The scrap plywood I used has a very thin veneer face and it chipped a bit in one spot during milling. Oh well. The holes in the rings are for passing through the LED ring wires.

My camera (Canon Powershot S3IS) takes a barrel for lens attachments, so I used that to mount the ring. Simple friction fit. It can still take filters and lenses and the like.
The LED rings need a 12v power supply, which I got from an old, non-functioning DSL modem. I also desoldered the power jack from the PCB, CA'd it to the back of the wooden ring and soldered the LED ring wires to the lugs.

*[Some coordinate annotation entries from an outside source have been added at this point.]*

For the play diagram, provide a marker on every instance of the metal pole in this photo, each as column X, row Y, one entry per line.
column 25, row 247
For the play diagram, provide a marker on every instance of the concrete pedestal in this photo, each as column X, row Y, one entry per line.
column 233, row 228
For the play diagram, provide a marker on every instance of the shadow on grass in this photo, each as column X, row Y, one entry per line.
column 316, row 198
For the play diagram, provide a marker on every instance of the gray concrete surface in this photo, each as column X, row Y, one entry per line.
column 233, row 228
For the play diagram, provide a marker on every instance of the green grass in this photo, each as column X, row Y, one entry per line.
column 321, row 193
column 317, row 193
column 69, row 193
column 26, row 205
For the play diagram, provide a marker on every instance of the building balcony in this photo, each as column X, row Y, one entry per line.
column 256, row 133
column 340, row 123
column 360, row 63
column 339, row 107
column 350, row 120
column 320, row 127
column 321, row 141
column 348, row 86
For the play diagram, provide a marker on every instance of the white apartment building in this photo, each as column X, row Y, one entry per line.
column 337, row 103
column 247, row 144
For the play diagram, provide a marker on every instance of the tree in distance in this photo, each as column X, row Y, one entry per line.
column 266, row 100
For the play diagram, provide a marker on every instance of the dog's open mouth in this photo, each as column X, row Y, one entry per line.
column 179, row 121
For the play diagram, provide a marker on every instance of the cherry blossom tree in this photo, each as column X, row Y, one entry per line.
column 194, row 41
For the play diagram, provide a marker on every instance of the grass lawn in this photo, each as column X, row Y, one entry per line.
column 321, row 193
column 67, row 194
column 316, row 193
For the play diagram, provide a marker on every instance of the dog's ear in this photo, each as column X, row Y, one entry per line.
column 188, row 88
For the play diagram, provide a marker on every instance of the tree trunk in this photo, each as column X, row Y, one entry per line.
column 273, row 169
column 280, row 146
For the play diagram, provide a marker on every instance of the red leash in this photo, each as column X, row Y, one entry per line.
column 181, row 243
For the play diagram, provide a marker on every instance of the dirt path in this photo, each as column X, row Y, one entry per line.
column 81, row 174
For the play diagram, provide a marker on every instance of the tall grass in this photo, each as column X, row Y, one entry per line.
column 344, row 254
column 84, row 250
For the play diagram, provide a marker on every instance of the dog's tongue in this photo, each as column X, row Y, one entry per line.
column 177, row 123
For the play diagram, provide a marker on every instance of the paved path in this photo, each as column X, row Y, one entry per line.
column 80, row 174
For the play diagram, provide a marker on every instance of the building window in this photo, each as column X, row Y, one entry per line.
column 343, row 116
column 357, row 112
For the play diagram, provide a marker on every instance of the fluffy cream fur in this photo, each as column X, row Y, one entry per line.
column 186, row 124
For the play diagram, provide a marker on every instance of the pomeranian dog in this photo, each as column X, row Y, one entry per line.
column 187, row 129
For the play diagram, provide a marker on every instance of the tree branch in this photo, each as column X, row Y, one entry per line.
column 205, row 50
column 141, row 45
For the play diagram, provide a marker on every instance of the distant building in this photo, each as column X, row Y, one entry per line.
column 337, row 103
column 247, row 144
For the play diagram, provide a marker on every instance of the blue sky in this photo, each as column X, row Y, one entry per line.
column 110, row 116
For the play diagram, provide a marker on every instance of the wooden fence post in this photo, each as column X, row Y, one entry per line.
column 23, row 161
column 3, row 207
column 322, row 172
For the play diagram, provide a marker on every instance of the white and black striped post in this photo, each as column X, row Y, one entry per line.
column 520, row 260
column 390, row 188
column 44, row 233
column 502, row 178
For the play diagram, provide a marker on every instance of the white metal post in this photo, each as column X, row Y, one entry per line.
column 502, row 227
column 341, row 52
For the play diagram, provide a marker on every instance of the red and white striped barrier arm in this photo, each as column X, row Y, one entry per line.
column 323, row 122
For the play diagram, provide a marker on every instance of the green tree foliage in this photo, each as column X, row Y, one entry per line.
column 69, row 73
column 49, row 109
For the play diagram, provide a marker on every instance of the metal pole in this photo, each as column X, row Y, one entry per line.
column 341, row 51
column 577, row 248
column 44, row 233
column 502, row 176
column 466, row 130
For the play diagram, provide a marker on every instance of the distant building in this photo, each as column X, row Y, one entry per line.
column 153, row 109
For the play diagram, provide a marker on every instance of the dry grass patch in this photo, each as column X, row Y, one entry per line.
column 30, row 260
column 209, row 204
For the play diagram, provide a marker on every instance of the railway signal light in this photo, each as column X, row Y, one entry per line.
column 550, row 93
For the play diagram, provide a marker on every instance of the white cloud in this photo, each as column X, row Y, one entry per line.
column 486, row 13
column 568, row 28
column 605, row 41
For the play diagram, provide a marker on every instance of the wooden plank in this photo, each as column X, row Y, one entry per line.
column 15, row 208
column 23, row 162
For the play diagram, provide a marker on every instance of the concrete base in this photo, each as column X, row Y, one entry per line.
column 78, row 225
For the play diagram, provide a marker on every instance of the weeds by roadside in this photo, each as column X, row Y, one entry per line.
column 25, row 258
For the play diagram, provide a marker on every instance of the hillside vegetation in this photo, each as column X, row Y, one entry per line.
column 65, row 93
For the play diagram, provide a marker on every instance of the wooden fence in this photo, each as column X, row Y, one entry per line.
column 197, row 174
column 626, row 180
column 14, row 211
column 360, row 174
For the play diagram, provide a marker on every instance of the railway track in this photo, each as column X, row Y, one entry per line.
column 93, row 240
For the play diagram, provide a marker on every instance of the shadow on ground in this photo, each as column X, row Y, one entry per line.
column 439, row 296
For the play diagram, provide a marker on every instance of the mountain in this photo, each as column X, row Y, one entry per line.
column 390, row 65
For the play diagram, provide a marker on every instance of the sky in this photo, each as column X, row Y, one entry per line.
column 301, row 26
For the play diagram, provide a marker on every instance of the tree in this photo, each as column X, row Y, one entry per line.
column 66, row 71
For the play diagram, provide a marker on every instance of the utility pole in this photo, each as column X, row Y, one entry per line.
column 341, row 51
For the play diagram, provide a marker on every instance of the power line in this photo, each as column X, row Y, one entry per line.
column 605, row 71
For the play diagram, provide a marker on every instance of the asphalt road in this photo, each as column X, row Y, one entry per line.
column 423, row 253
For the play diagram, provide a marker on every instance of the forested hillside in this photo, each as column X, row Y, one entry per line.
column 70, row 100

With no diffusion the LEDs show up as points of light. A piece of paper held over the ring doesn't do much to change that...

...but held a short distance away it does a nice job. I'll probably make another ring to hold a diffuser. Of course I'll cut the center out silly! Oh, there's a color difference between the two LED rings, which is pretty clear to see in these photos. Not ideal, but workable.

A couple of test photos. The first one looks a bit surreal, like it's been photoshopped, but it hasn't. The white balance was on the wrong setting though.

Cat hair? Really? I swear it gets everywhere.


Anyhoo, I've got to work on my camera technique but I'm pretty happy with how the ring light working.
link - blog - December 21, 2009
Sanding boards
In my pursuit of making wooden jewelry I've been doing a lot of sanding. To make my life a bit easier I made some sanding boards today. They're just scrap pieces of flooring with sandpaper glue-sticked to them, and sheet cork white-glued to their bottoms so that they stay put on my worktable. The grits go from 150 to 1200. After 1200 I like to use micro-mesh pads to really polish the wood, those go up to 12000.



I also used another piece of scrap wood to make a sanding puck. The cork glued to it holds the piece I'm sanding so that I can apply even pressure to it, and it also saves my fingertips a bit.

link - blog, woodworking - November 9, 2009
Wood and silver...
I've been spending a fair amount of time working on various jewelry designs and workflows (I do love my workflows) using wood and silver. Here's something I made not too long ago. It's walnut and maple sanded to 12000 grit (overkill maybe, but hey) with a 100% tung oil finish (about 10 applications) and argentium sterling silver. I fabricated the bail myself as well.


It's a 45 record adaptor, in case you didn't know. I like how it came out. There's something in me that wants to craft small, beautiful things, beyond the simplicity of the buttons. I often think of it as moving atoms around.